CZ: Space combat is definitely one of the highlights in the game because space combat is not something you see a whole lot of in an MMO. And it's fun! So we're happy with space combat but again we want to continue to make improvements and make it even better.
Q: Our favourite closed beta moments came when I joined a number of other players in large scale space battles against computer-controlled ships. What can you tell us about STO's endgame in terms of player versus environment?
CZ: There will be plenty of endgame where people can play in these large scale fleet battles. We've also got some raid-style Episodes on the way, designed specifically for high-end players with top-of-the-line ships. We want to challenge players and engage them in the game's story. We'll also be adding more PvE on both Federation and Klingon factions. We want to continually add new content that way players will always have something to do.
Q: Players can only create a Klingon Empire character once they reach level six, and then, they're limited to player versus player content. Do you think this is damaging to STO's chances of success?
CZ: We're pretty happy with where Klingons are right now. Yes, they're primarily a PvP faction, but that doesn't mean they will be forever. We've already got some PvE content planned for them, and are looking forward to getting it tested and introducing it to the game.
Q: What can players expect to be added to STO post-launch?

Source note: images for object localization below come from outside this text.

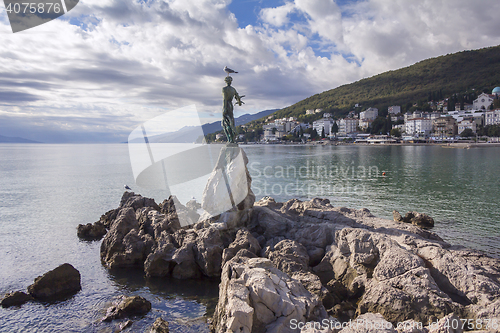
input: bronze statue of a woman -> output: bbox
[222,76,244,144]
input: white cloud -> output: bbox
[1,0,500,142]
[260,2,295,27]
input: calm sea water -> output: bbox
[0,143,499,332]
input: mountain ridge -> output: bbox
[269,45,500,121]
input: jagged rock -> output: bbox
[194,227,224,277]
[150,317,170,333]
[120,191,160,211]
[222,228,261,266]
[186,199,201,211]
[103,296,152,322]
[212,256,327,333]
[77,221,107,240]
[393,210,435,228]
[1,291,33,308]
[169,230,201,279]
[27,263,81,300]
[266,239,310,274]
[144,232,177,277]
[100,207,154,269]
[393,210,404,223]
[91,192,500,330]
[119,320,133,331]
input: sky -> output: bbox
[1,0,500,143]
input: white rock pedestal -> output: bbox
[201,144,255,228]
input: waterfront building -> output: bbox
[358,118,373,130]
[313,115,334,136]
[433,116,457,137]
[392,124,405,133]
[458,118,477,134]
[405,118,432,136]
[338,118,358,135]
[473,93,494,110]
[388,105,401,115]
[485,109,500,126]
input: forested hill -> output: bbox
[273,45,500,120]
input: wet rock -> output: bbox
[1,291,33,308]
[103,296,152,322]
[150,317,170,333]
[77,221,107,240]
[393,210,435,228]
[27,263,81,300]
[118,320,133,331]
[100,207,154,269]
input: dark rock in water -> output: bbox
[118,320,133,331]
[408,211,435,228]
[77,221,107,240]
[150,317,170,333]
[393,210,404,223]
[100,207,155,269]
[393,210,435,228]
[27,263,81,300]
[1,291,33,308]
[103,296,152,322]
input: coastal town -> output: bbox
[214,87,500,144]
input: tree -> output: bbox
[321,127,325,138]
[390,128,402,137]
[460,128,475,137]
[331,122,338,135]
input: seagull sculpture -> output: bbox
[124,185,132,191]
[224,66,238,76]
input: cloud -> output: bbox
[0,0,500,142]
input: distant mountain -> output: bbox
[0,135,40,143]
[132,109,277,143]
[261,45,500,122]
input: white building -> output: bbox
[313,117,334,136]
[485,110,500,126]
[388,106,401,115]
[405,118,432,136]
[338,118,358,135]
[360,107,378,120]
[458,118,476,134]
[447,110,485,123]
[358,119,373,130]
[473,93,494,110]
[306,109,315,115]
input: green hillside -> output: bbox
[273,45,500,120]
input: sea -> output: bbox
[0,143,499,332]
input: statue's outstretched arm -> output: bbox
[235,92,245,106]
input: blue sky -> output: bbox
[1,0,500,143]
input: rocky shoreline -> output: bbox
[74,190,500,333]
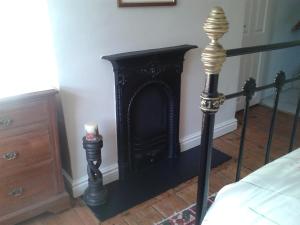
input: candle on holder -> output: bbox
[82,122,107,206]
[84,123,99,141]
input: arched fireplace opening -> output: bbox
[128,81,175,171]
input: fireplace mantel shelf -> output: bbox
[102,45,197,62]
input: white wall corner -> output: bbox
[63,163,119,198]
[180,118,237,152]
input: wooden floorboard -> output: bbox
[18,105,300,225]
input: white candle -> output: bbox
[84,123,98,141]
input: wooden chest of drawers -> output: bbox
[0,90,70,225]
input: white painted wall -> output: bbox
[47,0,246,196]
[263,0,300,91]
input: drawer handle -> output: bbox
[0,117,13,128]
[3,151,18,160]
[8,187,24,197]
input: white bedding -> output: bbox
[202,148,300,225]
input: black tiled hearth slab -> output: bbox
[87,146,231,221]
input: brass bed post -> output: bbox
[195,7,229,224]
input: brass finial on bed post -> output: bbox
[201,6,229,75]
[199,6,228,112]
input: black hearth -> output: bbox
[103,45,197,179]
[87,147,231,220]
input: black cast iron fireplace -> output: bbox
[103,45,196,179]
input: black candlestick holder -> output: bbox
[82,135,108,206]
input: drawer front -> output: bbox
[0,100,48,132]
[0,161,57,216]
[0,126,52,176]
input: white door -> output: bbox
[236,0,274,111]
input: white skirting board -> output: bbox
[179,118,237,152]
[63,164,119,198]
[63,118,237,198]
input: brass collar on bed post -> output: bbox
[200,6,228,113]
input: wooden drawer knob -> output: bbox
[2,151,18,160]
[0,117,13,129]
[8,187,24,197]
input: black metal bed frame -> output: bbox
[195,7,300,224]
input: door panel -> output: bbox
[237,0,273,111]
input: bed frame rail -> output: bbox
[226,40,300,57]
[233,73,300,181]
[196,7,300,224]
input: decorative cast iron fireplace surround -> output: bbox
[103,45,196,179]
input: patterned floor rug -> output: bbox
[156,195,216,225]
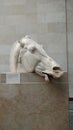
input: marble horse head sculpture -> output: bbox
[10,35,64,81]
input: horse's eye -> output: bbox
[20,43,24,48]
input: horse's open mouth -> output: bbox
[42,67,64,79]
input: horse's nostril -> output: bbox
[53,66,61,71]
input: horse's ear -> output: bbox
[25,35,31,39]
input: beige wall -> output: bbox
[0,0,67,72]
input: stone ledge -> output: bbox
[0,72,68,84]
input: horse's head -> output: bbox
[19,35,64,78]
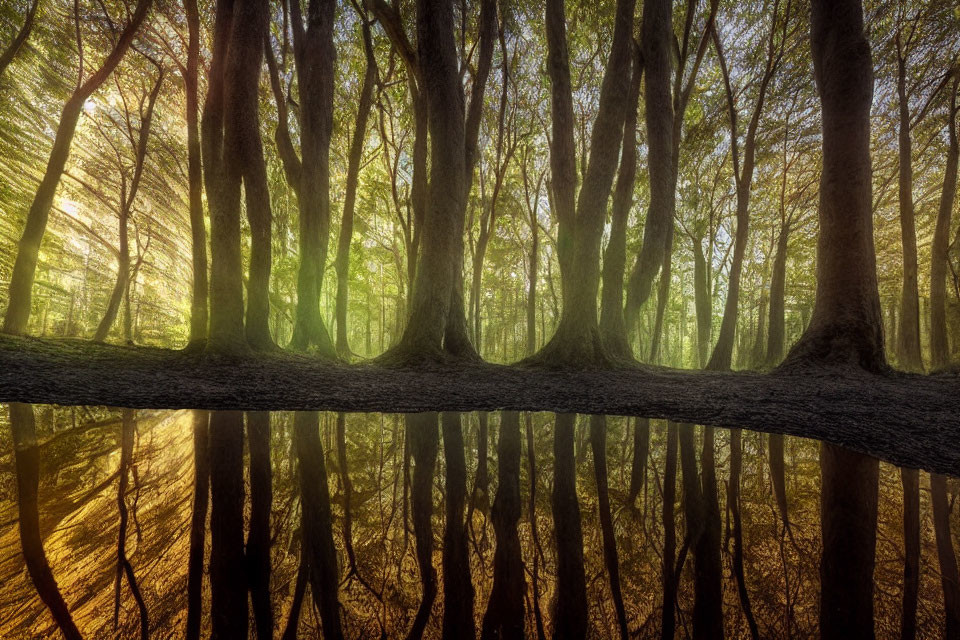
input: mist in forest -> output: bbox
[0,0,958,637]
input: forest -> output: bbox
[0,0,958,637]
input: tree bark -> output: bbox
[532,0,637,367]
[589,415,629,639]
[185,410,209,640]
[481,411,524,640]
[184,0,208,347]
[9,403,83,640]
[551,413,587,640]
[900,467,920,640]
[293,411,344,640]
[287,0,337,356]
[334,10,377,358]
[931,473,960,640]
[208,411,248,640]
[660,423,678,640]
[624,0,675,333]
[0,0,40,78]
[246,411,274,639]
[113,409,149,639]
[2,0,152,336]
[442,412,474,637]
[405,412,439,640]
[600,44,642,361]
[628,417,649,505]
[895,38,923,371]
[930,73,959,369]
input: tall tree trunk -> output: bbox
[185,410,209,640]
[552,413,587,640]
[184,0,207,346]
[0,0,40,77]
[589,415,629,639]
[931,473,960,639]
[481,411,524,640]
[113,409,149,640]
[406,412,439,640]
[624,0,675,334]
[900,467,920,640]
[246,411,274,639]
[293,411,344,640]
[930,73,959,369]
[599,43,642,361]
[208,411,248,640]
[764,228,789,367]
[693,237,712,368]
[288,0,337,356]
[728,429,759,639]
[628,417,649,505]
[442,412,474,638]
[695,426,724,639]
[334,11,377,358]
[895,42,923,371]
[9,403,83,640]
[785,5,883,636]
[2,0,152,335]
[94,211,130,342]
[526,413,547,640]
[533,0,636,367]
[660,423,678,640]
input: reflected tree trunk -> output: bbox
[406,412,439,640]
[441,412,474,637]
[9,403,83,640]
[246,411,273,639]
[931,474,960,639]
[208,411,248,640]
[552,413,587,640]
[185,410,209,640]
[113,409,149,640]
[481,411,524,640]
[293,411,344,640]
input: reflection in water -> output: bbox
[0,406,957,638]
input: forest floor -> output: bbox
[0,334,958,475]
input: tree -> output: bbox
[3,0,152,336]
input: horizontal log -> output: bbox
[0,335,958,475]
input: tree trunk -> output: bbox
[693,237,712,368]
[113,409,149,639]
[293,411,344,640]
[288,0,336,356]
[931,473,960,639]
[600,44,642,361]
[94,213,129,342]
[441,412,474,638]
[660,423,678,640]
[334,11,377,358]
[820,444,879,639]
[526,413,547,640]
[764,228,789,367]
[533,0,637,367]
[728,429,759,639]
[900,467,919,640]
[9,403,83,640]
[481,411,524,640]
[624,0,675,334]
[208,411,248,640]
[185,410,209,640]
[2,0,151,336]
[0,0,40,78]
[930,74,959,369]
[783,3,883,637]
[246,411,274,639]
[406,412,439,640]
[628,417,650,505]
[589,415,629,639]
[184,0,208,346]
[695,426,725,639]
[552,413,587,640]
[895,46,923,371]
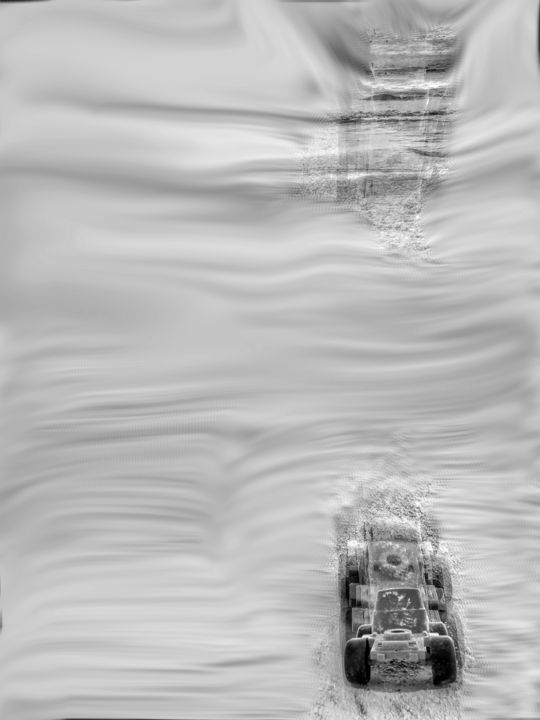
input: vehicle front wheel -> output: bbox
[430,636,457,686]
[344,637,371,686]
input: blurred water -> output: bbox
[0,1,539,720]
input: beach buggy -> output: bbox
[340,524,458,686]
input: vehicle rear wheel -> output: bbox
[433,557,452,621]
[429,621,448,636]
[356,624,372,638]
[358,550,368,585]
[344,637,371,686]
[433,557,453,601]
[341,607,354,645]
[430,636,457,686]
[346,569,360,601]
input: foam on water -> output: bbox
[0,1,539,719]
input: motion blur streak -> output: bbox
[0,2,538,720]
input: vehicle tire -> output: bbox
[384,628,412,642]
[430,636,457,686]
[356,624,372,638]
[349,582,360,608]
[445,614,464,669]
[341,607,353,644]
[341,563,359,607]
[344,637,371,686]
[423,511,441,553]
[358,584,370,609]
[358,550,368,585]
[429,621,448,636]
[433,557,453,601]
[346,569,360,602]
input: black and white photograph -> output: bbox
[0,1,539,719]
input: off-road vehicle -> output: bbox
[344,586,457,686]
[340,524,458,686]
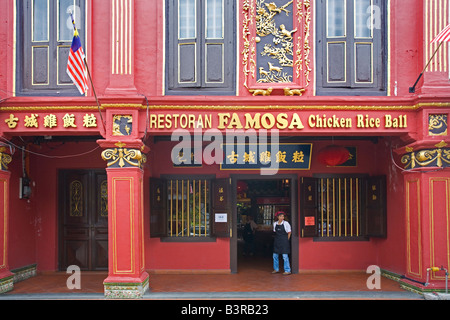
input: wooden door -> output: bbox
[59,170,108,271]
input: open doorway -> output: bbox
[234,177,297,273]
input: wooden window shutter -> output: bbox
[176,0,201,89]
[166,0,201,90]
[364,176,387,238]
[316,0,386,95]
[299,177,319,238]
[211,178,231,237]
[149,178,167,238]
[165,0,235,95]
[352,0,384,90]
[18,0,86,95]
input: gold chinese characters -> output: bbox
[226,150,305,165]
[4,113,98,129]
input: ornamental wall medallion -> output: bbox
[243,0,310,95]
[428,114,448,136]
[112,115,133,136]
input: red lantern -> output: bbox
[317,145,350,167]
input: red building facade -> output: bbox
[0,0,449,298]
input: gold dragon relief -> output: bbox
[242,0,309,95]
[256,0,295,84]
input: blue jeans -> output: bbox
[273,253,291,273]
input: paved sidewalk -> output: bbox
[0,257,424,300]
[0,290,422,300]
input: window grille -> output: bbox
[318,177,362,238]
[167,179,210,237]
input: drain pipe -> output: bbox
[441,267,448,294]
[425,266,449,294]
[400,275,427,286]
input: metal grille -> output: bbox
[167,179,210,237]
[319,177,362,237]
[69,180,83,217]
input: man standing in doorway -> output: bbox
[272,211,291,275]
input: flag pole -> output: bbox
[409,41,444,93]
[83,56,106,132]
[69,12,106,132]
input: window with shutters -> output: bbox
[165,0,236,95]
[300,175,386,240]
[316,0,387,96]
[16,0,86,96]
[150,176,231,240]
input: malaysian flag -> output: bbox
[432,23,450,43]
[67,27,88,95]
[410,23,450,93]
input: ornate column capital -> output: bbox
[101,142,147,169]
[400,141,450,170]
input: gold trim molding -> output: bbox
[402,148,450,170]
[0,106,103,111]
[146,104,420,111]
[1,102,450,112]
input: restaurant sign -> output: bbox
[220,143,312,171]
[147,112,409,131]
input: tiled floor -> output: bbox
[6,256,407,295]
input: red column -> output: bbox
[0,149,13,294]
[100,141,148,298]
[402,169,450,292]
[397,109,450,293]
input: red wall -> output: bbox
[8,151,36,270]
[1,0,419,275]
[374,139,407,275]
[144,138,407,272]
[5,127,407,274]
[8,141,105,271]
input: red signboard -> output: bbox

CZ: They can expect a lot. We'll be tweaking things and making new content. We want to have free new content patches and hopefully new expansion packs later down the line. A lot of what we do will depend on community feedback, though. We'll take a look at what they would like to see added in the game and then we'll try to make that happen.
Q: Talking more generally, Cryptic's had a relatively short time to create Star Trek Online. What design challenges have you experienced as a result of this?
CZ: It's definitely been interesting, but we went into the design process knowing we had a lot of things going for us. One of the nice things is that we have our own engine so our programmers and engineers can fix things really quickly. Also the genesis system allows our designers go into a map and put down what they would like to have in that map. Then our artists can go in and make it pretty. This is much faster so it allows us to generate things very quickly.
Star Trek Online is due out in the UK on Friday February 5 for the PC.